Para Finkelhor e Browne (1986), os eventos traumáticos vividos pelas vítimas de incesto deformam o conceito se si mesmo, alterando o juízo de realidade e abalando profundamente a auto-estima. Relatam uma profunda descrença e desesperança, falta de iniciativa e de autonomia, mostrando-se excessivamente dependentes e carentes de afeto.

Stern & Perry (1995), através de estudos neuroendócrinos, descrevem as evidências de que a herança genética e os padrões de vínculo são profundamente marcados pelas experiências vividas, especialmente se traumáticas, modificando a estruturação da personalidade e os padrões de conduta através de alteração da arquitetura cerebral.
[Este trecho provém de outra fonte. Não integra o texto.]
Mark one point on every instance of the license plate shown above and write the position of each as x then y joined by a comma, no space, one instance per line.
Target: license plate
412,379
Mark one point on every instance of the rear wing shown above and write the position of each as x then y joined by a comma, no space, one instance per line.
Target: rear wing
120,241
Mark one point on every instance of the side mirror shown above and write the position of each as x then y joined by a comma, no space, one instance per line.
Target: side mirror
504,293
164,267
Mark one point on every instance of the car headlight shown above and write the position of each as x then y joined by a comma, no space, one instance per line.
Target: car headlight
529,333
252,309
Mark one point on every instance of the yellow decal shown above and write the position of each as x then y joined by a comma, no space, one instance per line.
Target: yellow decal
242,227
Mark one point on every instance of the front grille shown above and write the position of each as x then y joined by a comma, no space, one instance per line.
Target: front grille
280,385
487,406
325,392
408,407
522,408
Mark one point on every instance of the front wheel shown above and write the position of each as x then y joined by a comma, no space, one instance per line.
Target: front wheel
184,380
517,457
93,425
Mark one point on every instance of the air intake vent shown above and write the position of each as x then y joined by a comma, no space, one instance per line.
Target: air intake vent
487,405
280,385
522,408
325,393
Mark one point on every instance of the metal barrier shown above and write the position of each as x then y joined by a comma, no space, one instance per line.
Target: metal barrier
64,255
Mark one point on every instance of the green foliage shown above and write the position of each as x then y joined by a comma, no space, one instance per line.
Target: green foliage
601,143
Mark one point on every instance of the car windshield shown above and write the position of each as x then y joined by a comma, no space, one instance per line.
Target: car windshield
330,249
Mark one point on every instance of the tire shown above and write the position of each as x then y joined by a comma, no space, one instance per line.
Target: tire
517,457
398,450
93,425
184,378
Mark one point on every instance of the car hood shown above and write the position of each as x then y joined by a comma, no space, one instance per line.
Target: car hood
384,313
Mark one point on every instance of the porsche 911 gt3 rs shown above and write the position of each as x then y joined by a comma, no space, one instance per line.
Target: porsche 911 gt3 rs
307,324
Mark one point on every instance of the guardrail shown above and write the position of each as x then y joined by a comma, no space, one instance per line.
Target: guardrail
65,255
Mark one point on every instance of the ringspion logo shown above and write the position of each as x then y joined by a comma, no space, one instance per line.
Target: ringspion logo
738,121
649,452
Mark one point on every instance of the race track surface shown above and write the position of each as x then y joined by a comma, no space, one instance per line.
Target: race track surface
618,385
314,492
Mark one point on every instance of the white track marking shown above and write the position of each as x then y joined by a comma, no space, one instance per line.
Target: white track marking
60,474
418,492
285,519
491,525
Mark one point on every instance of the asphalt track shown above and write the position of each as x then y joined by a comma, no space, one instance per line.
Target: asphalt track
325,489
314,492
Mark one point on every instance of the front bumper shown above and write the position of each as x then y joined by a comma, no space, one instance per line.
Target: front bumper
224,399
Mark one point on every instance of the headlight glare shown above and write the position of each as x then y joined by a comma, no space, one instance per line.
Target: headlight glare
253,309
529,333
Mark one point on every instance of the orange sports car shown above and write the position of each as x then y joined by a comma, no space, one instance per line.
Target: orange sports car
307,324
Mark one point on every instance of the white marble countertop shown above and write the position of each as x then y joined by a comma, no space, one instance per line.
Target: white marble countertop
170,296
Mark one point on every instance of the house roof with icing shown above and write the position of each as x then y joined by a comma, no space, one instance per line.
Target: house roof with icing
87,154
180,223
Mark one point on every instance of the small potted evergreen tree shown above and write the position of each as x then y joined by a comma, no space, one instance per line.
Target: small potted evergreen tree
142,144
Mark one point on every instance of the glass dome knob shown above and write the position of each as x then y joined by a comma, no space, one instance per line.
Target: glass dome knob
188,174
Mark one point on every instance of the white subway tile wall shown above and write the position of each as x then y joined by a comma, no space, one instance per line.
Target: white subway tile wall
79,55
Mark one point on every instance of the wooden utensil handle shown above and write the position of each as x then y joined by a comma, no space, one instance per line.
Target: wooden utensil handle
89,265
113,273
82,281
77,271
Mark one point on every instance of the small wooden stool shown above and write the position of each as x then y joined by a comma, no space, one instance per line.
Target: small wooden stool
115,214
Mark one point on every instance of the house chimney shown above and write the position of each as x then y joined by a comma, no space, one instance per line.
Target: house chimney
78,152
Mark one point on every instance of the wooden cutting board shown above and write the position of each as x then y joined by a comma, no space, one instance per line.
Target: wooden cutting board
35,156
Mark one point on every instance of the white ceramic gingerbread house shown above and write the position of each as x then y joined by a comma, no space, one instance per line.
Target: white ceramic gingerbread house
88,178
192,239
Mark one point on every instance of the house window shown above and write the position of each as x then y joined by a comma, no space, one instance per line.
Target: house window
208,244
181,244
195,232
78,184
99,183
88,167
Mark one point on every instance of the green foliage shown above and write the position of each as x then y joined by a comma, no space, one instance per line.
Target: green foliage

No que tange à compreensão do papel da comunidade e das mães na proteção às vítimas de incesto, temos poucos e contraditórios resultados. Sattler (1994) relata achados que demonstram terem sido muitas mães de vítimas de incesto também elas abusadas na infância, daí a dificuldade em perceber o que ocorre com suas filhas, quer pelo medo, desproteção, ou pela própria dor, confusão e ambivalência diante da nova situação de abuso. Além disso, estas mães não receberam suporte de suas próprias mães, mostrando-se, na vida adulta, dependentes, emocional ou economicamente dos companheiros, geralmente os agressores sexuais de suas filhas. Ainda assim, segundo a autora, pesquisas revelam que 76% das denúncias de abuso sexual são feitas principalmente pelas mães, sendo que a maioria de fato desconhecia o abuso. Pode-se dizer que, contrariando o mito popular, a maioria das mães não está ciente de que o abuso sexual ocorre (Zavaschi e cols.,1991).

Entretanto, o que ainda se vê é um "discurso de culpabilização" das mães, que traz implícito o desvio da responsabilidade do verdadeiro agressor, uma vez que não se pode atribuir igual responsabilidade a pessoas que tem diferente percentual de poder em um sistema. É preciso avaliar que condições essas mulheres têm de vencer o complô do silêncio que cerca o fenômeno do incesto, onde desempenha igualmente o papel de vítima, e não o de ré (Azevedo e Guerra, 1984; Herman, 1991; Ravazzola, 1997; Edleson & Eisikovits, 1997).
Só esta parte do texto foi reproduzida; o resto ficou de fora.